Mirosław Śledź (born 16 June 1961) is a Polish painter based in Gdynia, Poland best known for his Cubism-inspired style he coined as “quadrism”.

== Life ==
Mirosław Śledź was born in the Polish city of Gdynia during the period of the Polish People's Republic.

He began painting at the age of 30 in 1991.

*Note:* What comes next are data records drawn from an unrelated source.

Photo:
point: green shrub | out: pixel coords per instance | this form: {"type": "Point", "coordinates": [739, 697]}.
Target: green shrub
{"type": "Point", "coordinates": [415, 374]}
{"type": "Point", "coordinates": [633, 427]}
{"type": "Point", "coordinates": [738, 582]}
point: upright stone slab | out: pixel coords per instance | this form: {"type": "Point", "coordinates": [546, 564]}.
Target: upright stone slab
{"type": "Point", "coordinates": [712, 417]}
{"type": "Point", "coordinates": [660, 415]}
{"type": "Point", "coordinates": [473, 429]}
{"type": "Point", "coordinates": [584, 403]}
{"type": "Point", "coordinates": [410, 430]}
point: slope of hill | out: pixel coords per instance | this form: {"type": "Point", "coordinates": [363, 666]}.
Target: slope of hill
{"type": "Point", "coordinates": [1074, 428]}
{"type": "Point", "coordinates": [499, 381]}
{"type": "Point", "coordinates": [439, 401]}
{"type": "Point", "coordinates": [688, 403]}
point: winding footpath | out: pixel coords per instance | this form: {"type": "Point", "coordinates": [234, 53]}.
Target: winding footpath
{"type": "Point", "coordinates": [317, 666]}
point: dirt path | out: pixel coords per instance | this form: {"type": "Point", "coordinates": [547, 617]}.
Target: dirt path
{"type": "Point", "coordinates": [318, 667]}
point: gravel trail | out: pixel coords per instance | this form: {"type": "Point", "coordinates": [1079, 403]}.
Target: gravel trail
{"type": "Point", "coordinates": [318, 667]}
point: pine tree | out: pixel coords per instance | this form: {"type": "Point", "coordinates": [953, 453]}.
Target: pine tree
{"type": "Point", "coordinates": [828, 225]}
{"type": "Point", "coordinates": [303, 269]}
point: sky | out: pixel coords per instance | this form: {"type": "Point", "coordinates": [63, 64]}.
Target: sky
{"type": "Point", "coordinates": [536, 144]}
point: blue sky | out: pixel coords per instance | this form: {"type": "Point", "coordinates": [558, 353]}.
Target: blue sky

Śledź worked in a clothing factory producing army uniforms where he fell in love with a coworker who did not reciprocate his feelings. Using his despondent emotions, Śledź began to paint two to three paintings a day. Seeking training and a community, he became a member of the Gdynia Art Lovers’ Club.

Śledź is partially deaf.

In 2026, Śledź received the Award of the President of Gdynia for his contribution to the cultural heritage of the city.

== Style ==
Śledź's main medium is oil painting.

Inspired by Picasso and Cubism, Śledź began painting only using squares and cubic geometric patterns in a style he called “quadrism”. By 1993, he was exhibiting his work at the Gdynia Art Lovers’ Club. In 1994, he held a solo exhibition at the Art et Marges Museum in Brussels where he broke the gallery's sales record by selling seven works. The Brussels exhibition firmly classified him as part of the art brut movement.

After the exhibitions, Śledź became weary of quadrism and began to incorporate metaphysical painting and numerology into his works while retaining his emblematic geometric simplicity. Each new painting incorporates a pattern of three-dimensional letters featured on both the front and back. Each work is numbered sequentially.

Słedź claims to force himself to paint at least one new piece a day, calling it an addiction. As a result of this throughput, his work ranges in theme from the aftermath of World War II in Poland to the daily and mundane. Słedź is likened to Nikifor for his naïve style and large oeuvre.

Słedź has participated in over 200 exhibitions including in Brussels, Kyoto, Yokohama, Biarritz, Bordeaux, Chicago, Munich, Venice, Liège, Cologne, Kraków, and Druskininkai, but is most often exhibited in his home region of the Tricity.